A body that floats, a body that separates from the earth, thus becomes a bridge
between form and meaning, between gesture and sense, between what is human
and what we have forgotten about being human.
The performance is based on the use of sensors that transform the performer's
biological and movement data into clouds of digital particles, projected in real-time
onto the stage. Every gesture, every tremor, every tension generates a visual
vibration: a body that expands, shatters, and illuminates.
The visuals are created using generative graphic engines like TouchDesigner. Through
body mapping techniques with a Kinect, Lidar software, and image processing, the
visuals apply different textures that change primarily in response to the music and its
movement. The energy and internal motion of the body become light projected onto
the surface behind the performer: swarms of dots, waves, and sparks assemble and
disassemble in a thousand light patterns. The body is no longer just a subject, but a
visual generator, a living landscape that tells its inner story.
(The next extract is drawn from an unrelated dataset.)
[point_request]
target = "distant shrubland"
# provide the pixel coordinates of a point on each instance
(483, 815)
The sound system accompanies and amplifies the experience; external music merges
with the internal. A heartbeat can become a bass drum, a breath a texture, an
electrical impulse a reverberation. The body is both choreography and a musical
instrument.
The intent isn't to make the technology a spectacle, but to use it to convey a deeper
question: what does it mean to be human today? In an era where we're constantly
tracked, measured, and quantified, we want to flip the paradigm. This isn't a body
under surveillance, but a body that shines with its vulnerability, its fragile yet
powerful presence.
In a historical moment when humanity seems to be dehumanizing itself, it becomes
necessary to change perspective—to return to the molecular biology we are made
of. We must enter the dimension of the infinitely small to grasp the infinitely great:
that miraculous essence of life, that unfathomable mystery, that spark that animates
us and makes us conscious beings in a world less and less conscious of its own
horrors.
This is where the body chases its own human form, getting lost to be found again in
an almost cellular dance, searching for new connections in a hyper-connected age
that all too often leaves us disconnected from ourselves and, therefore, from others.
This is the need to stop, to slow down in order to perceive ourselves, to truly see
ourselves without the use of our minds, but only and exclusively through the body,
down to the cells it is made of. It is a rediscovery of its miracle, harmony, and beauty,
as if to want to reshape and heal the short circuits of reality, to reconnect with
ourselves, with a new way of feeling and seeing, transformed.